Wir gehören zu den fünf größten Erdgaskunden der ELE. Wir brauchen einen Plan, wenn wirklich mal der Hahn zugedreht wird.

Marco Schlarp, Geschäftsführer der MSO Oberflächentechnik Gelsenkirchen GmbH und MS Oberflächentechnik Gescher GmbH

Das Betriebsgelände in Gelsenkirchen liegt nur 700 Meter vom Klimahafen entfernt. Sollte dort in naher Zukunft Fernwärme mit Wasserstoff produziert werden, könnte das für ihn eine Lösung sein: „ Die Fernwärmeleitung läuft durch unser Gelände, da bräuchten wir nur einen Anschluss zu legen.“ Die Wirtschaftlichkeit einer solchen Lösung sieht Schlarpp kritisch: „Das wird – Stand jetzt – wesentlich teurer als die Energie, die ich heute verbrauche.
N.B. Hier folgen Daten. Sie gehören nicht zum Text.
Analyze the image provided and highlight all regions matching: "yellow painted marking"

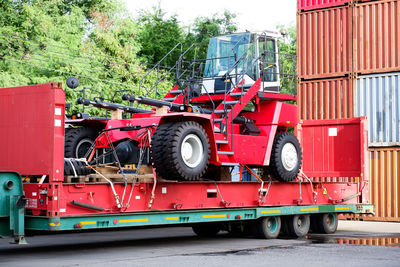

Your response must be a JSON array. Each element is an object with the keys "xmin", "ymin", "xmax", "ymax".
[
  {"xmin": 335, "ymin": 207, "xmax": 350, "ymax": 210},
  {"xmin": 118, "ymin": 218, "xmax": 149, "ymax": 223},
  {"xmin": 165, "ymin": 217, "xmax": 179, "ymax": 221},
  {"xmin": 81, "ymin": 221, "xmax": 97, "ymax": 225},
  {"xmin": 300, "ymin": 208, "xmax": 318, "ymax": 211},
  {"xmin": 203, "ymin": 214, "xmax": 226, "ymax": 218},
  {"xmin": 261, "ymin": 210, "xmax": 281, "ymax": 214}
]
Wenn ich diese Preiserhöhung an die Kunden weitergebe, werden wir Aufträge verlieren.“ Ohnehin sei „bei Wasserstoff irgendwie der Fuß vom Gas“. Da fehlt es dem Unternehmer an „Führung vonseiten der Politik“ für die Planungssicherheit der Unternehmen.

Nachfolge vorbereiten - aber Belegschaft nicht verwirren

Hat Schlarpp noch Tipps für andere Nachfolger? „Im Nachhinein wäre es besser gewesen, wenn ich erst hier in den Betrieb gekommen wäre, als alles in trockenen Tüchern war“, merkt Schlarpp selbstkritisch an. „Ich habe schon seit Anfang 2024 im Betrieb gesessen, aber diese Übergangszeit, in der Axel hier noch Chef und ich auch schon da war, das hat die Mitarbeiter verunsichert.“ Denn eigentlich sei der Betriebsübergang für den 1. März geplant gewesen, geklappt hat es dann erst zum 1. Mai. Die Zusage für die Bürgschaft lag schon seit November vor, aber auf die Zusage der Sparkasse musste noch gewartet werden.
Der Jungunternehmer entschied sich bei der Nachfolge für den sogenannten Asset-Deal: Das Unternehmen von Axel Wirth ging also in einem Betriebsübergang in dem neu von Marco Schlarpp gegründeten auf. Diese Möglichkeit werde in den gängigen Nachfolgeseminaren durchaus empfohlen. Allerdings müssen dann auch alle Verträge und Aufträge auf die neue Gesellschaft umgeschrieben werden – und das neue Unternehmen hat noch kein Scoring bei den Banken, was für die Kreditaufnahme wichtig ist.

Seine eigene Nachfolge wird Schlarpp vermutlich auch dereinst anders regeln als sein Vorgänger, obwohl beide die unverkennbare Freude an den Gestaltungsmöglichkeiten des Unternehmers eint. Aber die MSO ist bereits für den Notfall vorbereitet: „Das liegt hier alles schon in der Schublade.“ Denn arbeiten, bis er 85 ist, so wie Axel Wirth? – Vermutlich eher nicht. Ob es mit der Familiennachfolge etwas wird, muss aber offenbleiben. Schlarpps Sohn wollte sich auf Nachfrage noch nicht festlegen.